4. In the end, as we repeat in our peans to the balance of nature, 'we very nearly joined the dinosaurs in extinction.' Google and FaceBook are long gone, save for the cynical expressions that echo the names. I confess, it is a mystery why we even know about Cal Hunter. He plainly gets involved in alternative lifestyles. Perhaps there were so many more better known artists that could be more easily eradicated. Can you believe there once was a musician called "Lady Gaga?" Perhaps I should study her instead! I guess Hunter made it into our consciousness for the pure caprice involved in trying to kill everyone you don't agree with. We know of surviving communities that still practice it, and even eat their victims! The trouble is, you can't do it. You end up making enemies as devious as you yourself are. And then, at last, you have nature, impossible to govern in her imbalance, and that does what the rabid government can't: wipe everybody out.
Almost. Here we are. (Miles apart.) Well, I've been writing in the dark, and I'll sleep on this stack. A scholar's mistress. I miss you, dear one.
6-19-2525 Boston library ruins. It's hot down here, I'm glad I'm not outside.
Dear One,
I woke up on "pay dirt." (Don't you love how I use these 600 year old expressions?

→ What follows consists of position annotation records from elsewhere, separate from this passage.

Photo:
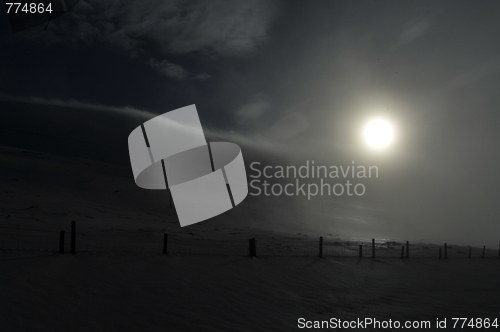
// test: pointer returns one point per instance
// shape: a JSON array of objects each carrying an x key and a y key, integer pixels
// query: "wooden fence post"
[
  {"x": 165, "y": 243},
  {"x": 73, "y": 237},
  {"x": 320, "y": 246},
  {"x": 252, "y": 248},
  {"x": 61, "y": 242}
]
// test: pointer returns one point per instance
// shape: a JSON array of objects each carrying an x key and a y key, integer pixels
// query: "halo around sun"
[{"x": 378, "y": 133}]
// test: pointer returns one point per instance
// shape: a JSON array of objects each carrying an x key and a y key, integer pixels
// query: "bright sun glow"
[{"x": 378, "y": 133}]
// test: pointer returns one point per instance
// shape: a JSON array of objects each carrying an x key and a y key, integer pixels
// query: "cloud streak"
[{"x": 221, "y": 28}]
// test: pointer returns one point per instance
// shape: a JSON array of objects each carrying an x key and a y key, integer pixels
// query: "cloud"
[
  {"x": 215, "y": 27},
  {"x": 412, "y": 31},
  {"x": 203, "y": 76},
  {"x": 169, "y": 69},
  {"x": 126, "y": 110},
  {"x": 252, "y": 110}
]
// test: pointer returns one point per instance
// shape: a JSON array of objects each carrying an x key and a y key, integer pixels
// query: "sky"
[{"x": 291, "y": 80}]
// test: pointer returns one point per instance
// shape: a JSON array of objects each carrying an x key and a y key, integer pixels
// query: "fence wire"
[{"x": 39, "y": 240}]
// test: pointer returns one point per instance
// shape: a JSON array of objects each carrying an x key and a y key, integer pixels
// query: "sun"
[{"x": 378, "y": 133}]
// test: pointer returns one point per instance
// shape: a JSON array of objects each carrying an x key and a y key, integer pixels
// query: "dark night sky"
[{"x": 299, "y": 77}]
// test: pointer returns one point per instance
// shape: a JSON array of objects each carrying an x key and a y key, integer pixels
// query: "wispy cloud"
[
  {"x": 215, "y": 27},
  {"x": 253, "y": 109},
  {"x": 169, "y": 69},
  {"x": 411, "y": 31}
]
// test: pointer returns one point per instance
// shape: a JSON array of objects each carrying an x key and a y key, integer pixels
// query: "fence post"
[
  {"x": 61, "y": 242},
  {"x": 73, "y": 237},
  {"x": 252, "y": 248},
  {"x": 320, "y": 246},
  {"x": 373, "y": 248},
  {"x": 165, "y": 242}
]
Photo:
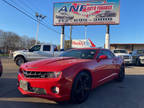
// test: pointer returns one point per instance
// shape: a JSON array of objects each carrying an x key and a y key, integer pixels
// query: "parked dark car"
[
  {"x": 1, "y": 69},
  {"x": 138, "y": 57}
]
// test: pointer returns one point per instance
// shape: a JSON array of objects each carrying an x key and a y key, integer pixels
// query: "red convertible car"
[{"x": 70, "y": 76}]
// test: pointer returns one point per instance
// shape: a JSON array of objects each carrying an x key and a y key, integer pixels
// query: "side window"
[
  {"x": 55, "y": 49},
  {"x": 99, "y": 54},
  {"x": 36, "y": 48},
  {"x": 108, "y": 54},
  {"x": 46, "y": 48}
]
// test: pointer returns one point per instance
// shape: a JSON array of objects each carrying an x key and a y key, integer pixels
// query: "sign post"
[
  {"x": 107, "y": 37},
  {"x": 62, "y": 41}
]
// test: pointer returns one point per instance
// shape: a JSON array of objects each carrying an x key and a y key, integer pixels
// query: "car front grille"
[
  {"x": 125, "y": 57},
  {"x": 32, "y": 74}
]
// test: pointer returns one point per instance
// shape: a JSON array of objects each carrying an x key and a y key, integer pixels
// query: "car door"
[{"x": 105, "y": 67}]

That's why you love me, I know.) I fell asleep but I tossed and turned and knocked a bunch of stuff loose down here. In the first light, I was holding an ancient newspaper fragment, a Boston Herald. The masthead was torn, so I only got part of the date. 2019. As my eyes focused, though, it wasn't the date that caught me, but rather the headline. "Boston Native Composer Executed!" Blessed Balance of Nature! I could not believe my eyes when I saw the word Butkowski in the text. Scanning it, I learned that Bonkowski wrote an opera called "The Fatal Ticket." It was banned, and the government executed him. There you have it!
This trip has been well worth it. I'm heading back.